Un rey tenía tres hijas—a cada cual más galana,
más atractiva y hermosa—más pimpollito y lozana.
Una, la más pizpireta,—Delgadina la llamaban,
era bella y virtuosa—y las gracias la colmaban,
sin que las otras dos—le fuesen nunca a la zaga.
Un día a la media tarde—su padre el rey la miraba
de un modo tal que la niña—a disgustarse empezaba.
— ¿Por qué me mira tan raro? — ¿Y qué será lo que trama?
se preguntaba indecisa—inquieta y más que amoscada.
La cosa me da mala espina—me preocupa y enfada.
¡Qué me maten si lo entiendo!— ¡A ver quién la cosa aclara!
Y para salir de dudas—y dar reposo a su alma,
así dirigióse al padre—con voz medida y pausada:
— ¿Por qué me mira, mi padre, —de esa manera tan rara?
Su atención ¿a qué se debe?— ¿Tengo manchada la cara?
Dígame lo que pretende —qué le ronda por el alma.
—Estás tan buena, mi hija—tan cachonda y bien plantada,
que resistir ya no puedo—a tanto encanto y fragancia.
Tengo que llevarte al lecho—aun siendo una salvajada,
que bien sé lo que me juego—y el riesgo no se me escapa
de lo que puede ocurrir—si tú me haces la Pascua,
resistes a mis deseos—te niegas a mis instancias.

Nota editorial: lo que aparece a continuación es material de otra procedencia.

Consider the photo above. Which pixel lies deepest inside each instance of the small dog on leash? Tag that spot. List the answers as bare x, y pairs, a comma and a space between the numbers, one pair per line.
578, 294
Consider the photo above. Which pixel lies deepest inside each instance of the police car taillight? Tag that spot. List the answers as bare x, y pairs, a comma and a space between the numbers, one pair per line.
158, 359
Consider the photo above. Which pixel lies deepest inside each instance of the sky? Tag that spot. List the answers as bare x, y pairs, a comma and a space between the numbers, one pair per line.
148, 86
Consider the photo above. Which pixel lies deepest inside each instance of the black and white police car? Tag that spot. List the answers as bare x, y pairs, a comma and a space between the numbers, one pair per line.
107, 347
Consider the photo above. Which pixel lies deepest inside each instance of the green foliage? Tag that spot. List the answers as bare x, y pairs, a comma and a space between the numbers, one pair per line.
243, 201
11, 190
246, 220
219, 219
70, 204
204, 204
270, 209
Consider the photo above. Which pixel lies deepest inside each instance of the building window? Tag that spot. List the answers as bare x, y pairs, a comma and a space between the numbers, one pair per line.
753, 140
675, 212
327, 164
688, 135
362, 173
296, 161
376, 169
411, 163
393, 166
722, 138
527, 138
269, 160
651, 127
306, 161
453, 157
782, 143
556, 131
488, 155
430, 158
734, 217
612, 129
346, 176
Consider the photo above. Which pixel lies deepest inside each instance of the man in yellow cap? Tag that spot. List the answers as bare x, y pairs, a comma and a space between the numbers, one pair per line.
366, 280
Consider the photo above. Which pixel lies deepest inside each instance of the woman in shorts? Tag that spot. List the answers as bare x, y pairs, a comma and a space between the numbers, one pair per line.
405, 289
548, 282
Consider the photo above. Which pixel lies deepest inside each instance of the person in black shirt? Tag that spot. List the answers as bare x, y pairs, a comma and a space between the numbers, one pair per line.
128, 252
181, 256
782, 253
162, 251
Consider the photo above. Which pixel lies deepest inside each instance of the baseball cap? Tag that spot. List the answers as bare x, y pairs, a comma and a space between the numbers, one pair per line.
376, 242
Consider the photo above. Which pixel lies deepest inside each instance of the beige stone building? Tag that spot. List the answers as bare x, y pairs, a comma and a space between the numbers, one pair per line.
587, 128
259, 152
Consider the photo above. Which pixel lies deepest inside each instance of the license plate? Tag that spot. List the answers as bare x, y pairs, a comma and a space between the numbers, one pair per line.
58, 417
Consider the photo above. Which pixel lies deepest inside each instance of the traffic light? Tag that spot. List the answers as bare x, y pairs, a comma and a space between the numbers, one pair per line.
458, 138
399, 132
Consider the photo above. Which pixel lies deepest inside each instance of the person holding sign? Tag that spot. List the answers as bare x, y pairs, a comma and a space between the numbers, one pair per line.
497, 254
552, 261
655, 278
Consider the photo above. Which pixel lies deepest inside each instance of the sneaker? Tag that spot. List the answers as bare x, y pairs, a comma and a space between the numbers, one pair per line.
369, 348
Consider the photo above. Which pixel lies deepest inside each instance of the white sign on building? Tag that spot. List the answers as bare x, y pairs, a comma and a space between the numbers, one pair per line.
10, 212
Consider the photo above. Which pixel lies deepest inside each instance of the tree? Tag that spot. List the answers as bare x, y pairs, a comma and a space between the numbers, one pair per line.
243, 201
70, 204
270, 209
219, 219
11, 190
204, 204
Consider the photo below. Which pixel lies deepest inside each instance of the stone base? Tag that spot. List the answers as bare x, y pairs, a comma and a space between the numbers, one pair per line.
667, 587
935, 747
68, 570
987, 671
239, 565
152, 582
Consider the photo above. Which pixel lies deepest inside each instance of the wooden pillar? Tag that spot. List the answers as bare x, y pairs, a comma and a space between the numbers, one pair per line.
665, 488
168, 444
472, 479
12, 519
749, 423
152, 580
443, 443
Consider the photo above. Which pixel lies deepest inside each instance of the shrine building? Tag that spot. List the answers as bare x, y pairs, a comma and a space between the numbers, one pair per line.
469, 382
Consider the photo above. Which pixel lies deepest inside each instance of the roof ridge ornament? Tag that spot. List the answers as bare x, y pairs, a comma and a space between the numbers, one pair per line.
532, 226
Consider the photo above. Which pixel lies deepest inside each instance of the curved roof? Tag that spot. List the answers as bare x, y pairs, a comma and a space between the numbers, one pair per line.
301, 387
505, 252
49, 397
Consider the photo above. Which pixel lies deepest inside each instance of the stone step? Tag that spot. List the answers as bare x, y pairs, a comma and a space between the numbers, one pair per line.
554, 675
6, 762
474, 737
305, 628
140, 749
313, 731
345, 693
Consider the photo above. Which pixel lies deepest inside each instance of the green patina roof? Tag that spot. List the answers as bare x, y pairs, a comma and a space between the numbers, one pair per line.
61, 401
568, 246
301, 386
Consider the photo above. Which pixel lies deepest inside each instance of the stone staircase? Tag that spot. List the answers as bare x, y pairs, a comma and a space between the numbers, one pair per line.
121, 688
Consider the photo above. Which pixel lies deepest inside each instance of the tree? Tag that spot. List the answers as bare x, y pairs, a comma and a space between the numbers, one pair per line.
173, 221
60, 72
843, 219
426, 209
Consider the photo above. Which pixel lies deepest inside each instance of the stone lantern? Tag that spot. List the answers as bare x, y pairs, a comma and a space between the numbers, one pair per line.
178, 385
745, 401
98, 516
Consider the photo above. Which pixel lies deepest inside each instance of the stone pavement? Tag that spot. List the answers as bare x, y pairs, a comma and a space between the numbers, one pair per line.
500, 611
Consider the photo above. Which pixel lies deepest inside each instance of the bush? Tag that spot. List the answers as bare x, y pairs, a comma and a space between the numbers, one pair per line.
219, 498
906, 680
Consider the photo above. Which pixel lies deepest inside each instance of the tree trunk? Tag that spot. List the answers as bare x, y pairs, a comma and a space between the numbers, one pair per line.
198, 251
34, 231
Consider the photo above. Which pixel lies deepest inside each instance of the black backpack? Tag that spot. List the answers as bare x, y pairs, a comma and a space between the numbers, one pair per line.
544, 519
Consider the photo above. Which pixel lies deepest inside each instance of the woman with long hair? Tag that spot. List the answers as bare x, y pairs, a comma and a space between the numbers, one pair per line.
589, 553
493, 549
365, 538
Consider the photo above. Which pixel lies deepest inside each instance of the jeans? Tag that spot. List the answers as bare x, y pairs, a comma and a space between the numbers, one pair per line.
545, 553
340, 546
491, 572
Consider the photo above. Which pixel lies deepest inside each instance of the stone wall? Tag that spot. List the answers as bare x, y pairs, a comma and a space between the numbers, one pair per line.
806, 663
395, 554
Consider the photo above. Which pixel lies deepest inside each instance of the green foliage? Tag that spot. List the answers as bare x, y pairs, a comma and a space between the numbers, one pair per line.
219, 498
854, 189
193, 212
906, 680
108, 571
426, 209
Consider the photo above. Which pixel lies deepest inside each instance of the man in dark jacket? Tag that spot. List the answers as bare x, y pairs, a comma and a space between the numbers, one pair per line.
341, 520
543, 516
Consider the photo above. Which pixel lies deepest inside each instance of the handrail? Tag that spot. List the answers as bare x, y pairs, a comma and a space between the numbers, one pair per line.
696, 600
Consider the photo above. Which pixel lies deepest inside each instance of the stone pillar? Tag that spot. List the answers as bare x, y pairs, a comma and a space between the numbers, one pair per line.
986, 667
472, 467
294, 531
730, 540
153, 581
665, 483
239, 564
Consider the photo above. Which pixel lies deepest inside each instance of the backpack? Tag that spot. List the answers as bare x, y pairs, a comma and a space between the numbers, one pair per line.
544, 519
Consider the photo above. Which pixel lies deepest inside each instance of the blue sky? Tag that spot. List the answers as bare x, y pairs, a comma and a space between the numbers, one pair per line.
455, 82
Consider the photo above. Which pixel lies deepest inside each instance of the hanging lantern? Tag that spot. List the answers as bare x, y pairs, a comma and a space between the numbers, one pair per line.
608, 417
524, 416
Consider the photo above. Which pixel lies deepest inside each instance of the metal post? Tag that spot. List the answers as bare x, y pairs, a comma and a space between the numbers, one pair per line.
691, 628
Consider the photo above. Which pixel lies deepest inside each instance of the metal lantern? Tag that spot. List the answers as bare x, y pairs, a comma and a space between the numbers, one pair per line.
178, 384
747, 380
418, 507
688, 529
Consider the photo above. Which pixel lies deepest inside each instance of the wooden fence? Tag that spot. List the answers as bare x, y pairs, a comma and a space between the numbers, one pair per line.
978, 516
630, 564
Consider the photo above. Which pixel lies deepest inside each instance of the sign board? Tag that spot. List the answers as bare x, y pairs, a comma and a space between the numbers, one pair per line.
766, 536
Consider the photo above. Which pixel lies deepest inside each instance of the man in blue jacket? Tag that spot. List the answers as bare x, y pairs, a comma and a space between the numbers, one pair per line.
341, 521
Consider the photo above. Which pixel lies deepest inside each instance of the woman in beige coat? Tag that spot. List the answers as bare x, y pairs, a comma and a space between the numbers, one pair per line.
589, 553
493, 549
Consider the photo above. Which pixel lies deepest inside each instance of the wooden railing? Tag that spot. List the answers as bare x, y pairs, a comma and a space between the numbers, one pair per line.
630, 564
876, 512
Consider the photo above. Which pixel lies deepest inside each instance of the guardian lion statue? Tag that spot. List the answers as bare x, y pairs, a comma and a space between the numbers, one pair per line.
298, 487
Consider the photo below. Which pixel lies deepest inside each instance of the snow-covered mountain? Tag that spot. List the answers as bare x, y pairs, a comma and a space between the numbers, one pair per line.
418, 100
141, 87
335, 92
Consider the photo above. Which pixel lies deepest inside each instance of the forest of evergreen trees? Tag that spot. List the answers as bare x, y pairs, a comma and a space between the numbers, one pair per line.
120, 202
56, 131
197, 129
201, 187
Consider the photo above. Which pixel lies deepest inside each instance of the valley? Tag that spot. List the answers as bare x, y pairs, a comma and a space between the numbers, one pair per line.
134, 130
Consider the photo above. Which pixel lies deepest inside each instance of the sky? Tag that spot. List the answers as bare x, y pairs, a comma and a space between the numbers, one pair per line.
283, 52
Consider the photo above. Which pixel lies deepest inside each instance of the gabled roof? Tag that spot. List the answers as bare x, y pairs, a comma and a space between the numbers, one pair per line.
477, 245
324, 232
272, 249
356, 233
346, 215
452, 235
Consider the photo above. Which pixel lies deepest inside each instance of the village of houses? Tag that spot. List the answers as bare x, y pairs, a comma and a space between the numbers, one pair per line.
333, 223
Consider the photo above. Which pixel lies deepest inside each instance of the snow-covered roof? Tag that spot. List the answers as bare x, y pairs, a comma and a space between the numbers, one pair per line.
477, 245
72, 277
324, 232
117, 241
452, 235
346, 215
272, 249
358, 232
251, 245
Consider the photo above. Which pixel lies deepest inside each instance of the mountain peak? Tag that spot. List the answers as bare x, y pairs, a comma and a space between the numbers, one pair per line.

Pues en los tiempos que corren—de ideas tan avanzadas,
si un padre va con su hija— ¡menudo Cristo se arma!
Cómo si un padre no hubiera—en el almario su alma
igual que cualquiera otro—que con él se comparara.
Hazte a la idea, por tanto—hija mía de mi alma,
De que esta noche sin falta—has de meterte en mi cama.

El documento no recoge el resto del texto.